APEC Business Summit Launched in Russia

September 5, 2002 - 0:0
VLADIVOSTOK, Russia -- Russia's first investment summit of the Asia Pacific Economic Cooperation forum was launched in the Far-Eastern port of Vladivostok today.

The four-day summit, to feature some 50 reports by experts from Russia, Japan, China and the United States among others, had the struggling region's Governor Sergei Darkin hoping for some $200 million worth of contracts to be signed by the summit's conclusion, AFP reported.

"We think it a high honor that Russia's first APEC summit would be held in Primorye, and this choice shows that our region is considered a center of economic development for the entire Far East," Darkin said.

Billed as a showcase for business opportunities in Russia's Far East region, President Vladimir Putin offered to provide the venue for the annual conference when he attended an APEC summit in Brunei in 2000.

However, the summit's opening was fraught with disappointment as only 12 of the 21 Pacific rim nations that belong to APEC have sent delegations to the port city of Vladivostok, with neighboring China, South Korea and Japan alone in displaying any significant interest.

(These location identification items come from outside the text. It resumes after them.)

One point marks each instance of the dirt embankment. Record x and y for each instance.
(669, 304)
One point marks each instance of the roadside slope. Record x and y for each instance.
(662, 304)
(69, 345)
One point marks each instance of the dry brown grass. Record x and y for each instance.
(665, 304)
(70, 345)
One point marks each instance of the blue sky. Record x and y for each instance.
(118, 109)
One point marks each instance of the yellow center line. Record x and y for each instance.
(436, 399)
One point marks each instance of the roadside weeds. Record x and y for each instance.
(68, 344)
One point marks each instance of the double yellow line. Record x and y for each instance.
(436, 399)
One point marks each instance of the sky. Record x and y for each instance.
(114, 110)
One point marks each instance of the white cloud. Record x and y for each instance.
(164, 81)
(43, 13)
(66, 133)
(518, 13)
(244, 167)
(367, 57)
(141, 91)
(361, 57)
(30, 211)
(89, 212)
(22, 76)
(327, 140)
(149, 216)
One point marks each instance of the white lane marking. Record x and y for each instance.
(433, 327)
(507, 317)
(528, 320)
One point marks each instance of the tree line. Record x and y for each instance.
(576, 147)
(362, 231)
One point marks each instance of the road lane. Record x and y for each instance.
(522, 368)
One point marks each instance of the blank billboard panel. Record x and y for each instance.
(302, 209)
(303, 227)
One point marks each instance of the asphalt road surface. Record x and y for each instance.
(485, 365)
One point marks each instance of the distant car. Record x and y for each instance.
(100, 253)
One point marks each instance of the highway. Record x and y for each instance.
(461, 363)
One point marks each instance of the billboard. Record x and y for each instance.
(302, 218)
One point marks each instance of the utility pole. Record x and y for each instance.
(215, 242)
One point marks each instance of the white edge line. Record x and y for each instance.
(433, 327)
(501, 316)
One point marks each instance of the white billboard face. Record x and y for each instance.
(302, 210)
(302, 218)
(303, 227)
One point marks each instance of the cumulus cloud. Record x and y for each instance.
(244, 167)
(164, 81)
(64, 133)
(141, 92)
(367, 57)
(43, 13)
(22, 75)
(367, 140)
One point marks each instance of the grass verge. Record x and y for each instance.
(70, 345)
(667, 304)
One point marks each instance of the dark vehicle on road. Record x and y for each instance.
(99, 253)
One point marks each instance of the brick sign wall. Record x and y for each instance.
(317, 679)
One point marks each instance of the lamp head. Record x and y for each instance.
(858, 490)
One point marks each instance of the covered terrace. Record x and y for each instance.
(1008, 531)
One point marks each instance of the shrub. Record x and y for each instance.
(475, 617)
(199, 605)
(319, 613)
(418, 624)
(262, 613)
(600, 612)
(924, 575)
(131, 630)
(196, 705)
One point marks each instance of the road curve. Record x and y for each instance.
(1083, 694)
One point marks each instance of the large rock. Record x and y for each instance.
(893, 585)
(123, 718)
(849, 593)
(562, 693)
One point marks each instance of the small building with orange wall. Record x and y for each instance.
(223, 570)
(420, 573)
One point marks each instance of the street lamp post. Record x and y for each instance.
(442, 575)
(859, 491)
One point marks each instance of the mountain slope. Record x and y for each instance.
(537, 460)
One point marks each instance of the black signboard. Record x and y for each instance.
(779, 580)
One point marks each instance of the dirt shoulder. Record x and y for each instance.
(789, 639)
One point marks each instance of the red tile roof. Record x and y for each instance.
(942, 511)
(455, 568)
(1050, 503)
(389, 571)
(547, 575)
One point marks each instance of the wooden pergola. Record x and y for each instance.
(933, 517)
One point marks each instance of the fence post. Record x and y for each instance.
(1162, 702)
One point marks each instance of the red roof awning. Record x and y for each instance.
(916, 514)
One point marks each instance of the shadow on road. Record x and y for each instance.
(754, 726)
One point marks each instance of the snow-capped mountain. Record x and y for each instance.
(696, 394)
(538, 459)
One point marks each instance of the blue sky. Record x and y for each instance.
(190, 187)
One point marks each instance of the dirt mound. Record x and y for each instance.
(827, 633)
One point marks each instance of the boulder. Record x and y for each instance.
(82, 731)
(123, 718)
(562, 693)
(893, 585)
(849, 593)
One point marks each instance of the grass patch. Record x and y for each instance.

Hopes for hefty contracts may also be dashed as no well-known foreign companies are participating and of the 4,000 officials and businessmen expected to attend, only 1,000 delegates have signed up, mostly local bureaucrats and entrepreneurs from the Russian Far East and Siberia.

APEC groups 21 Pacific rim nations: Australia, Brunei, Canada, Chile, China, Hong Kong, Indonesia, Japan, Malaysia, Mexico, New Zealand, Papua New Guinea, Peru, the Philippines, Russia, Singapore, South Korea, Taiwan, Thailand, the United States and Vietnam.